Pesci, quando il sogno fa male: il vero “lato oscuro” del segno
I Pesci hanno la fama di essere gli angeli dello zodiaco: sensibili, romantici, profondi. Ma c’è una parte nascosta che spesso nessuno racconta: quando il sogno diventa illusione. È lì che il segno d’acqua più emotivo di tutti si perde, si autosabota, si nasconde dietro fantasie e scuse.
L’energia dei Pesci è come l’onda del mare: morbida, avvolgente, poetica… ma se non c’è una riva chiara su cui tornare, può trasformarsi in un vortice che trascina giù. E allora:
- si idealizzano persone ed eventi, ignorando campanelli d’allarme
- si rimanda tutto a “un giorno”, che puntualmente non arriva
- si preferisce l’immaginazione alla realtà, anche quando fa soffrire di più
È un segno che sente tutto, spesso troppo, e proprio per questo a volte sceglie inconsciamente di “staccare la spina” rifugiandosi nel suo mondo parallelo. Bello, incantato, ma non sempre sano.
Dipendenze emotive, vittimismo e fuga: le trappole nascoste dei Pesci
Il lato oscuro dei Pesci non è cattivo, è seducente. Arriva piano, quasi con dolcezza. Inizia con un “va beh, faccio finta che vada tutto bene”, e finisce in un film mentale in cui la realtà non ha più il ruolo principale.
Una delle ombre tipiche è la dipendenza emotiva. I Pesci tendono a:
- aggrapparsi a relazioni “salvifiche” (partner, amici, persino guru)
- confondere amore con bisogno, empatia con sacrificio totale
- restare in situazioni tossiche “perché l’altro ha bisogno”

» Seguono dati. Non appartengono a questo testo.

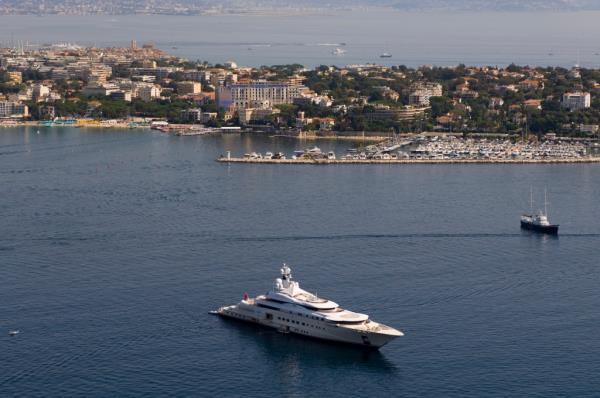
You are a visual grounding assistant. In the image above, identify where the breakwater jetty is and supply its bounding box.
[217,156,600,165]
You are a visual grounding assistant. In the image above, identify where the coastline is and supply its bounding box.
[216,157,600,166]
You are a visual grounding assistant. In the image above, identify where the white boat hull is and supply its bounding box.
[217,301,403,348]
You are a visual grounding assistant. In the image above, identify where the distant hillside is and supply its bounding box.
[0,0,600,15]
[393,0,600,11]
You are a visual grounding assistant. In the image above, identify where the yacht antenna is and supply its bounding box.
[544,188,548,217]
[529,187,533,214]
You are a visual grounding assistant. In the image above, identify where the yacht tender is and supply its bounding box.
[216,264,404,348]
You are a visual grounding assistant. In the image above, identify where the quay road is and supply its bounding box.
[217,156,600,165]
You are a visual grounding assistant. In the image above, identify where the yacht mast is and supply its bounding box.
[529,187,533,214]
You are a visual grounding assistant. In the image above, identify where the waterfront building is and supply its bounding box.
[31,84,50,102]
[0,101,29,118]
[217,80,301,110]
[177,81,202,95]
[365,105,429,121]
[6,71,23,84]
[408,82,442,106]
[179,108,202,123]
[561,91,592,111]
[110,90,132,102]
[137,84,161,102]
[237,108,279,124]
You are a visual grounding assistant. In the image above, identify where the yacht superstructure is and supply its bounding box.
[216,264,403,348]
[521,190,558,235]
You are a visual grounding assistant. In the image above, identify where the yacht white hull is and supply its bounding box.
[217,301,403,348]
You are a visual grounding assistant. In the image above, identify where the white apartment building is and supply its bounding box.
[408,82,442,106]
[217,80,301,109]
[0,101,29,117]
[561,91,592,111]
[137,84,161,102]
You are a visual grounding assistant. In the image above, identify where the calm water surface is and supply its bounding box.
[0,128,600,397]
[0,9,600,68]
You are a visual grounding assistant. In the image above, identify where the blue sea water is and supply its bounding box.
[0,9,600,68]
[0,128,600,397]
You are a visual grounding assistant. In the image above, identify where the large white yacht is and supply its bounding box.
[216,264,403,348]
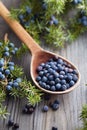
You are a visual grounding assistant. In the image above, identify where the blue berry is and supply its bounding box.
[36,76,41,82]
[51,15,56,20]
[0,72,2,79]
[69,80,75,87]
[37,65,43,72]
[44,70,48,75]
[0,59,4,67]
[5,69,10,75]
[54,99,60,104]
[6,85,12,91]
[4,46,9,51]
[57,64,63,71]
[11,50,15,55]
[48,75,54,80]
[61,79,66,85]
[8,82,13,86]
[16,78,22,83]
[82,20,87,26]
[26,6,31,14]
[53,19,59,25]
[13,123,19,130]
[0,42,2,46]
[50,86,56,91]
[73,75,78,82]
[8,43,14,48]
[22,107,28,114]
[48,68,55,74]
[82,16,87,21]
[40,63,45,67]
[39,71,44,76]
[52,103,59,110]
[45,85,50,90]
[13,82,19,88]
[66,83,70,89]
[50,81,55,85]
[18,14,24,21]
[61,85,67,91]
[59,75,64,79]
[49,20,54,25]
[41,76,47,82]
[7,120,14,127]
[57,58,63,64]
[54,72,59,78]
[73,69,78,74]
[42,105,49,112]
[40,82,46,88]
[4,51,10,57]
[55,78,60,84]
[1,74,5,80]
[8,62,14,66]
[56,83,61,90]
[42,3,47,10]
[14,47,18,52]
[60,71,65,75]
[52,127,58,130]
[0,67,4,72]
[8,66,14,71]
[67,75,72,81]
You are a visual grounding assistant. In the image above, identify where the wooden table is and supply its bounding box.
[0,0,87,130]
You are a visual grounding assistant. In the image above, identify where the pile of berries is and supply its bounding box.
[36,57,78,91]
[73,0,82,4]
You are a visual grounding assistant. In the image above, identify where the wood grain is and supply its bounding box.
[0,0,87,130]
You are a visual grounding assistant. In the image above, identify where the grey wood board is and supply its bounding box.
[0,0,87,130]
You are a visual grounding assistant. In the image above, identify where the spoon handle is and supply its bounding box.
[0,1,42,55]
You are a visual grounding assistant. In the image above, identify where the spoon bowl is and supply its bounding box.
[0,2,80,94]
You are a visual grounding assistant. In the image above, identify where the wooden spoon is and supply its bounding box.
[0,2,80,94]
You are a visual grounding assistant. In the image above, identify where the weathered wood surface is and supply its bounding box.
[0,0,87,130]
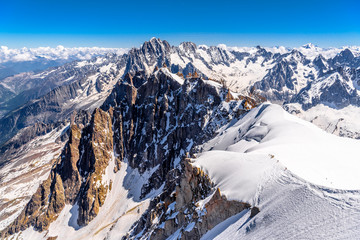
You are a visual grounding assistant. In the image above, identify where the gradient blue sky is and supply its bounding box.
[0,0,360,48]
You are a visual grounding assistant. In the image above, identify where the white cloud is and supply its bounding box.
[0,45,128,63]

Qui entra in scena un altro lato spinoso: il vittimismo. Quando le cose vanno male, il segno può sentirsi:
- frainteso da tutti
- non visto, non apprezzato
- “condannato” a soffrire più degli altri
Questo può portare a frasi tipo “tanto a me va sempre così”, pronunciate con un misto di rassegnazione e, a volte, una strana soddisfazione. Perché? Perché nel ruolo della vittima c’è una forma di potere nascosto: non si deve più scegliere, non si deve decidere, si subisce e basta.
Poi c’è la grande specialità dei Pesci: la fuga. Non per forza fisica. Spesso è psicologica:
- ci si perde in serie tv, social, sogni a occhi aperti
- si fantasticano scenari perfetti invece di fare il primo passo concreto
- si evitano conversazioni difficili con un “magari passa da solo”
La linea è sottile: da anima poetica a esperto di autoinganno il percorso è breve. E il rischio è quello di trasformare la propria sensibilità in una gabbia dorata: bella, piena di musica e colori, ma pur sempre una gabbia.
Come trasformare l’illusione in potere: il superpotere (vero) dei Pesci
La parte interessante? Il “problema” dei Pesci è anche la sua arma segreta. La stessa mente che crea castelli di sabbia può diventare un laboratorio creativo potentissimo, se trova dei confini chiari.
Quando il segno impara a guardare in faccia la realtà senza spegnere la propria sensibilità, succedono cose notevoli:
- l’intuizione diventa lucida, quasi chirurgica
- la compassione si trasforma in forza calma, non in martirio
- la fantasia diventa progetto, non solo via di fuga
Piccoli antidoti al lato oscuro dei Pesci:
- Mettere per iscritto ciò che si desidera davvero, in modo concreto (date, azioni, numeri, non solo “spero che…”)
- Chiedere feedback a persone terra-terra, quelle che dicono le cose come stanno, anche se pungono un po’
- Allenarsi a dire no: meno drammi interiori, più rispetto per i propri limiti
- Distinguere tra “sensazione” e “film mentale”: la prima arriva di colpo, il secondo è una serie Netflix in testa
Quando il sogno smette di essere illusione e diventa visione, i Pesci smettono di annegare nelle proprie emozioni e iniziano a nuovere l’acqua, a guidarla. Non sono più spettatori di un melodramma interiore infinito, ma registi consapevoli di una vita intensa, sì, ma vera. E lì il lato oscuro non sparisce… però smette di comandare.